July 18, 2022 | Sitecore, XM Cloud

XM Cloud is finally here. I bet you are wondering what it is and how it compares to the previous Sitecore CMS products (XM/XP PaaS or on-premises) you've been working with for years. Let's unpack what XM Cloud is so an experienced Sitecore developer can understand how their development methodology may change.

XM Cloud is based on XM

As the name suggests, XM Cloud is based on the traditional XM product you may know. XM is a simpler version of XP with a focus on content management and limited personalization features. While XP represents the full platform that includes content management, personalization, content testing, etc, XM focuses on content management and page layouts for the most part.

XM Cloud is the new breed of CMS from Sitecore based on XM, not XP. "Why not base it on XP?" you may ask. Sitecore has been on a journey to a Composable DXP for a few years now. The philosophy of the composable model is that each capability area is decoupled from others and independent. While XP represented a larger feature-baked platform, XM is the content management capability only. So it’s a natural choice for the new content capability of the Composable DXP to start here.

XM Cloud is headless

The largest impact for developers with XM Cloud is the adoption of a purely headless CMS. That mean no more Sitecore MVC (technically you can build a .NET MVC site with it, but it needs to use headless APIs, not Sitecore DLLs for context). The headless model decouples the CMS application from the experience you intend to build with it, whether it’s a content marketing website, a web portal, mobile app, etc.

This means:

  • No more Sitecore MVC
  • Developing a website will require you to implement headless services (JavaScript SDK or .NET Core SDK) or via direct API calls to Layout Service, Experience Edge etc.
  • Sitecore will no longer host your website, just your CMS
  • No more Content Search API and directly using the Solr index

XM Cloud is SaaS

Sitecore's CMS is now SaaS! Because your website implementation is now headless and not hosted on the same application as the CMS (it's not possible), Sitecore has made XM Cloud a SaaS product. You are responsible for your own web server to host your website -- in Sitecore terms its called a Rendering Host. Sitecore is responsible for spinning up a "limited" CM instance in their SaaS infrastructure.
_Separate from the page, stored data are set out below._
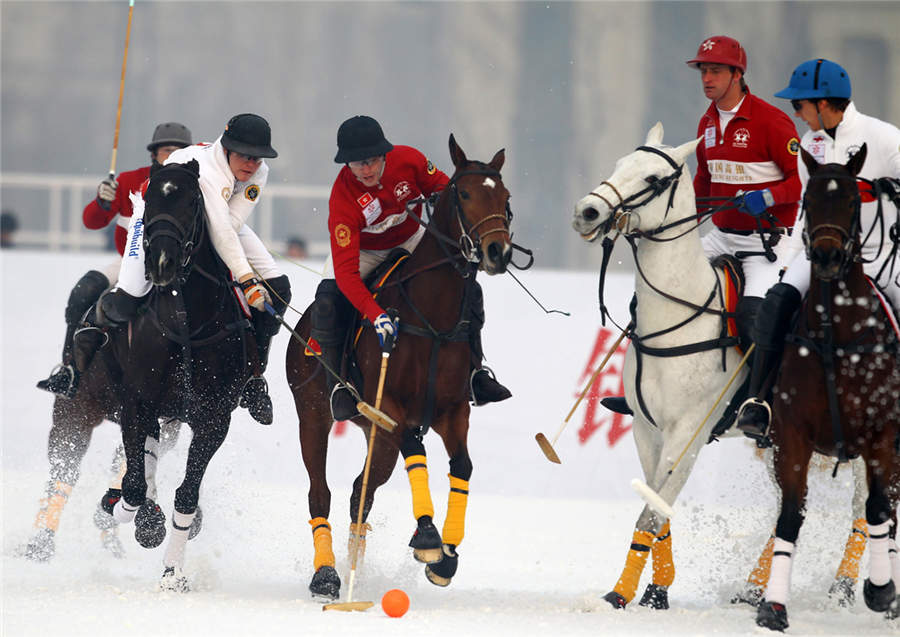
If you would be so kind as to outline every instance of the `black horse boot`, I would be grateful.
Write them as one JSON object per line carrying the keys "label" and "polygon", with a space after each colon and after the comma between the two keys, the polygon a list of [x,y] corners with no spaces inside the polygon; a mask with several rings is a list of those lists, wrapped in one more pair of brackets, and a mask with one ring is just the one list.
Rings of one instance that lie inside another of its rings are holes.
{"label": "black horse boot", "polygon": [[750,398],[744,401],[737,417],[737,428],[758,445],[768,446],[772,420],[770,376],[777,370],[784,351],[784,337],[790,329],[791,317],[800,307],[800,292],[787,283],[776,283],[759,306],[753,325],[756,352],[750,372]]}
{"label": "black horse boot", "polygon": [[487,403],[498,403],[512,396],[512,392],[501,385],[490,367],[482,365],[484,350],[481,347],[481,328],[484,327],[484,294],[477,281],[472,282],[472,298],[469,306],[469,348],[472,351],[472,374],[469,376],[469,391],[476,407]]}
{"label": "black horse boot", "polygon": [[339,384],[335,376],[341,372],[341,359],[344,353],[346,325],[343,317],[347,315],[344,311],[346,305],[348,302],[334,279],[325,279],[319,283],[316,300],[312,306],[312,326],[309,335],[310,339],[315,339],[322,348],[322,362],[327,365],[325,383],[331,404],[331,417],[337,421],[350,420],[359,415],[353,393],[343,383]]}
{"label": "black horse boot", "polygon": [[66,304],[66,336],[63,341],[62,363],[57,365],[50,376],[38,381],[38,388],[51,393],[72,398],[78,389],[78,368],[72,355],[72,338],[76,330],[82,326],[85,314],[97,302],[100,295],[109,286],[106,275],[96,270],[84,274],[69,293]]}
{"label": "black horse boot", "polygon": [[119,327],[137,318],[138,308],[144,299],[131,296],[122,288],[110,288],[97,301],[97,325]]}
{"label": "black horse boot", "polygon": [[[266,279],[266,288],[272,292],[272,309],[281,316],[291,301],[291,283],[286,275]],[[271,425],[275,415],[272,399],[269,397],[269,385],[263,378],[269,362],[269,347],[272,337],[278,333],[281,323],[268,312],[251,310],[253,329],[256,332],[256,347],[259,355],[259,376],[251,376],[244,384],[241,392],[240,406],[245,407],[250,416],[261,425]]]}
How do you make that happen...?

XM Cloud provides new developer tooling

Sitecore now provides a cloud portal and a CLI to provision and manage XM Cloud instances

Additionally, since we're now in the world of SaaS, many other things need to be provided as services that Sitecore now owns:

  • Identity management via Sitecore Unified Identity
  • Deployment tooling for the CMS instance

Wait, what? Deployment tooling for the CMS instance? I thought this was headless?
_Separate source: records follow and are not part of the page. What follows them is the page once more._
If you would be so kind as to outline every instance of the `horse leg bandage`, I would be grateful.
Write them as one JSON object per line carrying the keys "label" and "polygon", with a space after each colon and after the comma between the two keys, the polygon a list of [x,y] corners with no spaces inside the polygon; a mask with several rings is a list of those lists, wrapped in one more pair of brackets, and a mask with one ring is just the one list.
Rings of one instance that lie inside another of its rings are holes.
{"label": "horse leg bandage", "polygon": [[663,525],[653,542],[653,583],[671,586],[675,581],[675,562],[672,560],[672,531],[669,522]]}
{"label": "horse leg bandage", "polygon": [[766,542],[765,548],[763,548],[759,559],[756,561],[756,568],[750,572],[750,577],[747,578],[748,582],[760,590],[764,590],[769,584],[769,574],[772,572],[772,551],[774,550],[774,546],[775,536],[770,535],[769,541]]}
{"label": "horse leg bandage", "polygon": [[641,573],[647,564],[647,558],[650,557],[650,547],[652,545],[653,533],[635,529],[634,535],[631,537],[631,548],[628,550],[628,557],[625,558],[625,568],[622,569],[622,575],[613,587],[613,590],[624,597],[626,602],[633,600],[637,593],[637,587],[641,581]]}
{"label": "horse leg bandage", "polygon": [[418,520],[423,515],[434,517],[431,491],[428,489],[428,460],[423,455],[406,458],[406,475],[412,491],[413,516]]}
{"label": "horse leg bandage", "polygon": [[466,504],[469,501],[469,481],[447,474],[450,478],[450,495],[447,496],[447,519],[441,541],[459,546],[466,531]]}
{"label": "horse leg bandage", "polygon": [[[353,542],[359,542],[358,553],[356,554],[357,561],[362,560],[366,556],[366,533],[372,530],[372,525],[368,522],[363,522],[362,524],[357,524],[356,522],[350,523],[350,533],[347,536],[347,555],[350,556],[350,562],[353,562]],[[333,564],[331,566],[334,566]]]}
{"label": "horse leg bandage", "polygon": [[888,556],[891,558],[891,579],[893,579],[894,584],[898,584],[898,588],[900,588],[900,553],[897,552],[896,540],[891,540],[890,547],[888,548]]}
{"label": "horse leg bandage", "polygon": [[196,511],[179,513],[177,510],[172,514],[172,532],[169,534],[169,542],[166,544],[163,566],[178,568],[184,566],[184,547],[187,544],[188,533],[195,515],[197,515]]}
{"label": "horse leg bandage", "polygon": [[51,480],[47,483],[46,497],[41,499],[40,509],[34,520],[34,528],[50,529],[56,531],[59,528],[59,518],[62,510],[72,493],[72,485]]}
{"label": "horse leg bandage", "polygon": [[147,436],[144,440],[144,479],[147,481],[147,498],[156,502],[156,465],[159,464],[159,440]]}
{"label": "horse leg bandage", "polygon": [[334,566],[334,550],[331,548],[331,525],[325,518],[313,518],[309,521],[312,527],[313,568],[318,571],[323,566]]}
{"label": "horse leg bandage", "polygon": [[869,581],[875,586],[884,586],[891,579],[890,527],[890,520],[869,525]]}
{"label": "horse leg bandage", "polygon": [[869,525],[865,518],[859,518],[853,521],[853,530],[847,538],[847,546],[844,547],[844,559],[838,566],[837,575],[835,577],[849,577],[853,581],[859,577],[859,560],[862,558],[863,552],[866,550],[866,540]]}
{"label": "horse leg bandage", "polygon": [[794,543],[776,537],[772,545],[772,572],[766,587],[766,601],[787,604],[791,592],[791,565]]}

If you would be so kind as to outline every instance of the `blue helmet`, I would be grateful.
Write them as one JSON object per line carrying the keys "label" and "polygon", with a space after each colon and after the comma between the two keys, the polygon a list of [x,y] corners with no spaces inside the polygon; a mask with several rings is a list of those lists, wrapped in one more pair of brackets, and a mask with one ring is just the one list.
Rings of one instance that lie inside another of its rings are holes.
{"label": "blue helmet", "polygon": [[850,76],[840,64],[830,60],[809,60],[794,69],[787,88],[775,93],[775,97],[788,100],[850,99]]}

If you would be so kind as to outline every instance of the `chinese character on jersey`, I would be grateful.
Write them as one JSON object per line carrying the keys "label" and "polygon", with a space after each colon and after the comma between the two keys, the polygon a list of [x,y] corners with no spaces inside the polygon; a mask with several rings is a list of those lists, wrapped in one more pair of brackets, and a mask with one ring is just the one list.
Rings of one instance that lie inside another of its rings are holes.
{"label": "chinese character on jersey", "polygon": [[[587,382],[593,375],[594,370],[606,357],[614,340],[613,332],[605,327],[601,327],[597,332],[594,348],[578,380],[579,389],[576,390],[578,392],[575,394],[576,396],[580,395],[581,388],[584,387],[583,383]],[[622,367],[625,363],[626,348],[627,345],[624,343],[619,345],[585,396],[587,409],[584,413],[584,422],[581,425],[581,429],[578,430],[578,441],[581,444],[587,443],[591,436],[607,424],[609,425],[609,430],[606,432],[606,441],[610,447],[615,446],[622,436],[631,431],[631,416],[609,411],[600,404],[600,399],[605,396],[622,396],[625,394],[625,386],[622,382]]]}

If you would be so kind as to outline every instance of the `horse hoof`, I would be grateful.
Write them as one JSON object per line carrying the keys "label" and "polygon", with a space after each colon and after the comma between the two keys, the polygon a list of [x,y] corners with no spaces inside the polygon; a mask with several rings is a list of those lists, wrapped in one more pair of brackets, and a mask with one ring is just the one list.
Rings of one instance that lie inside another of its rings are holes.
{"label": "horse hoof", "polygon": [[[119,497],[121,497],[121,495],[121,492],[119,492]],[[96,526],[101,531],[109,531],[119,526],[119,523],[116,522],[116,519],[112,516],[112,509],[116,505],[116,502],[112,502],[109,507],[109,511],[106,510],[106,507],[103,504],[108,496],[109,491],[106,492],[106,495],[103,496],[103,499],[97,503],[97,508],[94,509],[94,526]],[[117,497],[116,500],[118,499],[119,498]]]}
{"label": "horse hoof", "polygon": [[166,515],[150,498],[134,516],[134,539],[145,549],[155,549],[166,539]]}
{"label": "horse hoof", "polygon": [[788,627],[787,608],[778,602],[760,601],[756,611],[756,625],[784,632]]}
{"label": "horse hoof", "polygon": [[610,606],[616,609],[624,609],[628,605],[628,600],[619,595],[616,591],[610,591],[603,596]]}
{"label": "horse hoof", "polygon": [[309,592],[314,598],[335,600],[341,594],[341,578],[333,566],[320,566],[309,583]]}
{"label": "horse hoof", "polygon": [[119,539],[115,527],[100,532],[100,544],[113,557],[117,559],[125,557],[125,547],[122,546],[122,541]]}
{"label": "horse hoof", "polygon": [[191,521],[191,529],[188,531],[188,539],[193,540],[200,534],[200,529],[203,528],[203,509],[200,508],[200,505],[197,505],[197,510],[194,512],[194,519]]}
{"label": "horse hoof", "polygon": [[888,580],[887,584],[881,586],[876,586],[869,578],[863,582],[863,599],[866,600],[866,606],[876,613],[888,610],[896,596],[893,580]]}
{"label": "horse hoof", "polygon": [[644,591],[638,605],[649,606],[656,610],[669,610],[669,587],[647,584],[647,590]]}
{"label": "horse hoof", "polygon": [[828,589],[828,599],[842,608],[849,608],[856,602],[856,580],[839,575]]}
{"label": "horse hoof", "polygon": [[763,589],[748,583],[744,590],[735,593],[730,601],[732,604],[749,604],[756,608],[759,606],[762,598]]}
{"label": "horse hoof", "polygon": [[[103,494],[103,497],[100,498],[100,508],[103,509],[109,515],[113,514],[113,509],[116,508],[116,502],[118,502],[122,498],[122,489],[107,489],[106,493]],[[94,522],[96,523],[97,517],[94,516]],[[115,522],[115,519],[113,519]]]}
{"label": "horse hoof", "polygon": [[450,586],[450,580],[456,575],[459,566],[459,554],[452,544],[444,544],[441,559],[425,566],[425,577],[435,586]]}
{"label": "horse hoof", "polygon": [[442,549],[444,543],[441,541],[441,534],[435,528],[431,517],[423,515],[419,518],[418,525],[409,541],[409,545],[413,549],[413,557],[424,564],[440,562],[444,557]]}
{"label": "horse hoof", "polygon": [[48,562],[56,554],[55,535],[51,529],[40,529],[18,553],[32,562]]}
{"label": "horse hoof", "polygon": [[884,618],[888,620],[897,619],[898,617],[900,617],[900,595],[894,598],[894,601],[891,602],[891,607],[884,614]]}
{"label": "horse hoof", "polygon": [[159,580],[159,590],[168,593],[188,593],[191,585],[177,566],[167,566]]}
XM Cloud allows CMS customizations too

While I did mention above that XM Cloud forces your end experience to be headless, Sitecore still allows you to deploy code such as a traditional .NET project to the XM Cloud CM instance they are hosting as SaaS.
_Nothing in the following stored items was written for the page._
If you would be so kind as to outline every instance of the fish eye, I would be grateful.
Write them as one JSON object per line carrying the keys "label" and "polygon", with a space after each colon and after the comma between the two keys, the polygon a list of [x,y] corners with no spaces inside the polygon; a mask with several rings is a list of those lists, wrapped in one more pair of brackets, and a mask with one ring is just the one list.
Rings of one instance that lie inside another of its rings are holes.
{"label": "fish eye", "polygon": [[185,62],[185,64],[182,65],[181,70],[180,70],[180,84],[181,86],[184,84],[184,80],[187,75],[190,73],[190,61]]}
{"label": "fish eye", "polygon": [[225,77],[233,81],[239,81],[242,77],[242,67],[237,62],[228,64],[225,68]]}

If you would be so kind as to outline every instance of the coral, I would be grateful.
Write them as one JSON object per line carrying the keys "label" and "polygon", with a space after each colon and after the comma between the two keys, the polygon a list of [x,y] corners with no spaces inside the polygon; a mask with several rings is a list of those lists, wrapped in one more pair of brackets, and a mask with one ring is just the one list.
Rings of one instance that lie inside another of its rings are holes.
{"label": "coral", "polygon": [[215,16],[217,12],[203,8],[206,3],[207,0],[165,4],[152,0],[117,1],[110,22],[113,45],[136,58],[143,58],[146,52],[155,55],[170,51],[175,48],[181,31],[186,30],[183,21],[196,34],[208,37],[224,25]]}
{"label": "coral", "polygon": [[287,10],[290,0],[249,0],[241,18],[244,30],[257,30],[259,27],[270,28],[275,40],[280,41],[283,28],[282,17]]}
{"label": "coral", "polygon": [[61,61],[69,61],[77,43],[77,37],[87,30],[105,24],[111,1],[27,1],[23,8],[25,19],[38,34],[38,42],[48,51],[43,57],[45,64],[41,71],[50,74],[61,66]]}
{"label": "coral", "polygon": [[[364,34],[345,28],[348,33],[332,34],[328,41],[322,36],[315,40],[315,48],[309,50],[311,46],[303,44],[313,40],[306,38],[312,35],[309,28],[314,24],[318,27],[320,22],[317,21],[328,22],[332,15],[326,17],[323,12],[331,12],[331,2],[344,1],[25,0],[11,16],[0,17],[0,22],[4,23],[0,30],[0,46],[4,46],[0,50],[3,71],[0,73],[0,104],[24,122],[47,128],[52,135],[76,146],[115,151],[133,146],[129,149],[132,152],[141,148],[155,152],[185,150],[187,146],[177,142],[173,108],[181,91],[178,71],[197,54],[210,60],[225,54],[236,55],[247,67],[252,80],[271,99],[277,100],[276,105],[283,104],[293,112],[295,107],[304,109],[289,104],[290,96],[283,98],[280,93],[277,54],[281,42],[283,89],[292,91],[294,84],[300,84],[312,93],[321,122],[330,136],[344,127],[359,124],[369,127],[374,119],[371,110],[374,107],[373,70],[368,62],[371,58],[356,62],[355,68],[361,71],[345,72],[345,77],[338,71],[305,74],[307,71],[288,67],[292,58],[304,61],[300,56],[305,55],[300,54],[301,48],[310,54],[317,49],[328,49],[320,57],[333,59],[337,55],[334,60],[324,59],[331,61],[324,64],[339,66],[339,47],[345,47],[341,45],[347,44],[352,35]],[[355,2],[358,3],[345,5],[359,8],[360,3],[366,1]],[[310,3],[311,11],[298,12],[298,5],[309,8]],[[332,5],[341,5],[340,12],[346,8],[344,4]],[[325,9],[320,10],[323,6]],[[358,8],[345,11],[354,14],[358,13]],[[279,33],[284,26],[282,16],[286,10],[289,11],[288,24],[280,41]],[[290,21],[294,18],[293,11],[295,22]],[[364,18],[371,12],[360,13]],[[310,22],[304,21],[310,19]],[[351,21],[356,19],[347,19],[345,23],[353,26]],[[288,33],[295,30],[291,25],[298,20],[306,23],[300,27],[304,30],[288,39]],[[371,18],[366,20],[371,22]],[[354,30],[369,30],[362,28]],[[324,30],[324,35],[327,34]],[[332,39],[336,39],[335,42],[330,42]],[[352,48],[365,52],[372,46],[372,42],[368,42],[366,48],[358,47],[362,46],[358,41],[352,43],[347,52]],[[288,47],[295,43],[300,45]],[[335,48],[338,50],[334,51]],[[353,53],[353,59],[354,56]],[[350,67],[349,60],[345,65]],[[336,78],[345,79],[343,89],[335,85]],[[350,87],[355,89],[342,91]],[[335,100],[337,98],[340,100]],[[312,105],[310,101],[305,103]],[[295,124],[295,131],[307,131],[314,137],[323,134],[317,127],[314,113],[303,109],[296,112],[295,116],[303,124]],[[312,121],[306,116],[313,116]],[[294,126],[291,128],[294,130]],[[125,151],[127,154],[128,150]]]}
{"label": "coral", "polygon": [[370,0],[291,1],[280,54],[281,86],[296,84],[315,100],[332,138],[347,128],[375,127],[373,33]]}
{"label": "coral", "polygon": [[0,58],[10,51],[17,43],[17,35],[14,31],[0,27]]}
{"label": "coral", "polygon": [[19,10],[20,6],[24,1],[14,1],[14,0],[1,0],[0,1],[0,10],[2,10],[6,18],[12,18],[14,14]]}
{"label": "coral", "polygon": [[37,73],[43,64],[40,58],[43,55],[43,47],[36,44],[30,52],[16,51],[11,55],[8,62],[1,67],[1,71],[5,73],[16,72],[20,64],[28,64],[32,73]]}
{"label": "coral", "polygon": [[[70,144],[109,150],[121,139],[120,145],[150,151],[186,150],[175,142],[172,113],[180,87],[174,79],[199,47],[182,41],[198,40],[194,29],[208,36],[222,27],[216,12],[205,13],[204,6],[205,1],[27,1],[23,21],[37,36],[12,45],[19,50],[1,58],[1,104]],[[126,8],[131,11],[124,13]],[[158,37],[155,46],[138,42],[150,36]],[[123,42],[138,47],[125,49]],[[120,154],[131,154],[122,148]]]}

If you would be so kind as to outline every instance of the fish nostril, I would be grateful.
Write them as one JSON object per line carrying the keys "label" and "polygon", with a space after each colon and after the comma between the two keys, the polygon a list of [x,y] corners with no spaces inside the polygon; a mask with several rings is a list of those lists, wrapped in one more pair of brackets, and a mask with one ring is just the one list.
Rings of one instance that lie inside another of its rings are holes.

This means you can (still) do the following:

  • Serialize developer content items via source control and deploy to CM
  • Deploy and execute content migration scripts
  • Deploy and respond to pipelines and events in the CMS
  • Customize the CMS with custom editors, command/buttons, etc.

XM Cloud offers a new authoring experience with Sitecore Pages

As a great new addition to the product, XM Cloud will also offer a new authoring experience in the form of a separate SaaS application called Sitecore Pages. This will allow a new experience with authoring content separate from the Content Editor or Experience Editor directly on the XM Cloud CM instance.